Полковник ещё несколько секунд удерживал его в углу, потом с отвращением выругался и развернулся. Поправив мундир, он шаткой походкой направился обратно в штаб.
Граф остался стоять, опершись о стену. Хубер, в сущности, был прав, подумал он. Именно он, Граф, меньше всех имел право жаловаться. Ему бы лучше держать язык за зубами. Но тост за победу? Смешно, ей-богу.
Он с сожалением понял, что, несмотря на все старания, остался почти трезвым. Оттолкнулся от стены и пошёл за угол. Облака немного рассеялись — атмосферный фронт проходил. В небе появился лёгкий лунный свет, смягчая кромешную темноту режима затемнения. Навстречу ему шли, шатаясь, двое солдат — очевидно, возвращались из борделя, находившегося совсем рядом. Эти двое были определённо пьяны, и, судя по мутному взгляду, совсем не от шнапса, а от метанола, которым заправляли ракеты.

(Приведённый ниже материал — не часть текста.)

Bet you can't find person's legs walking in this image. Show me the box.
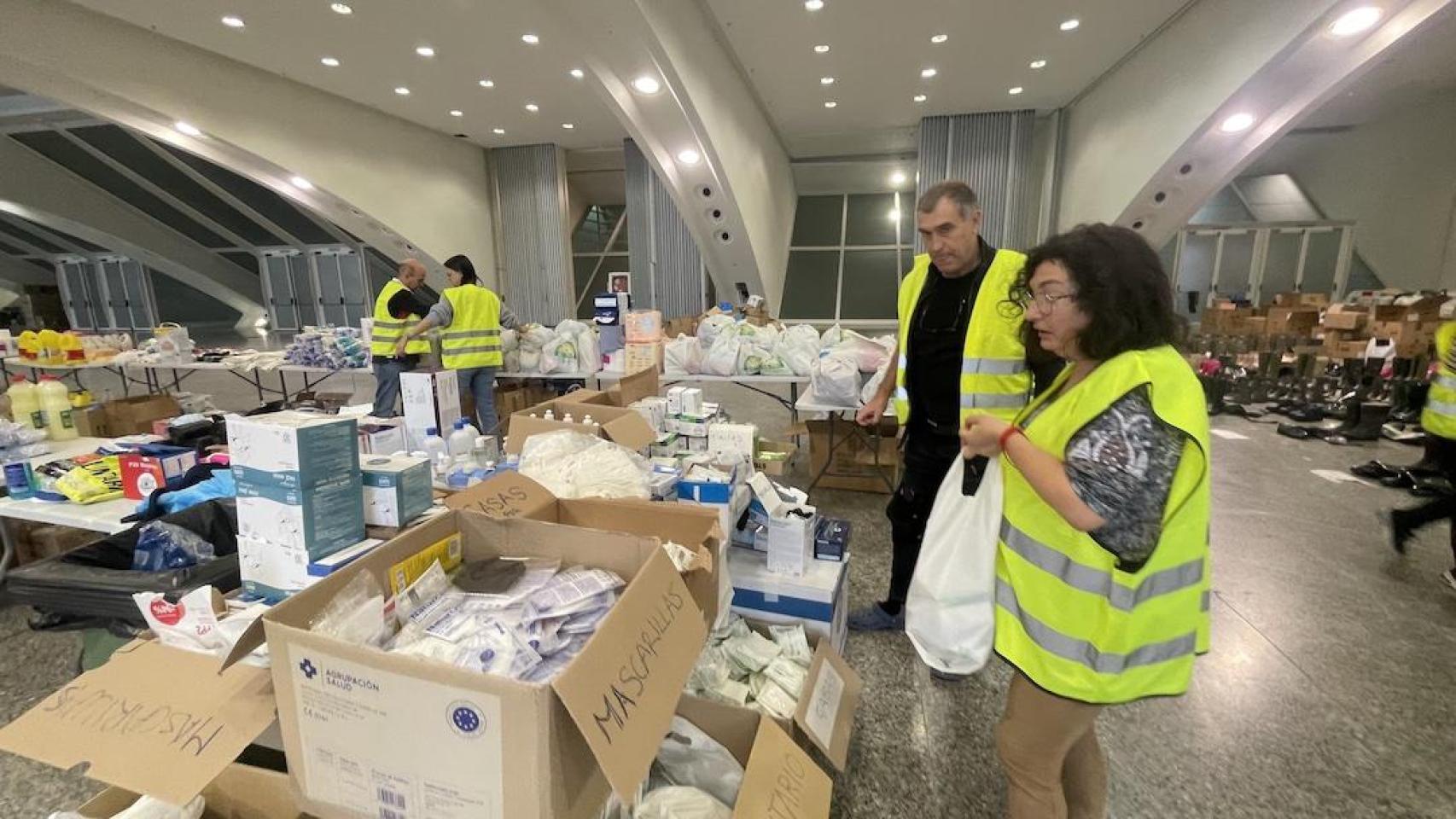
[996,672,1107,819]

Хотя в спирт добавляли фиолетовый краситель, чтобы сделать его отталкивающим и придавали горький вкус, но, хотя по всей казарме висели предупреждающие таблички («Один глоток — и ослепнешь! Несколько — и ты труп!»), первое, чему учился любой, назначенный на обслуживание Фау-2, — это как трижды прогнать топливо через угольный фильтр противогаза. В результате получался напиток с мутноватым оттенком, «крепостью под 150 градусов». Если его проглотить быстро, то могло и не вырвать — и тогда зимний Схевенинген внезапно переставал казаться таким уж ужасным местом.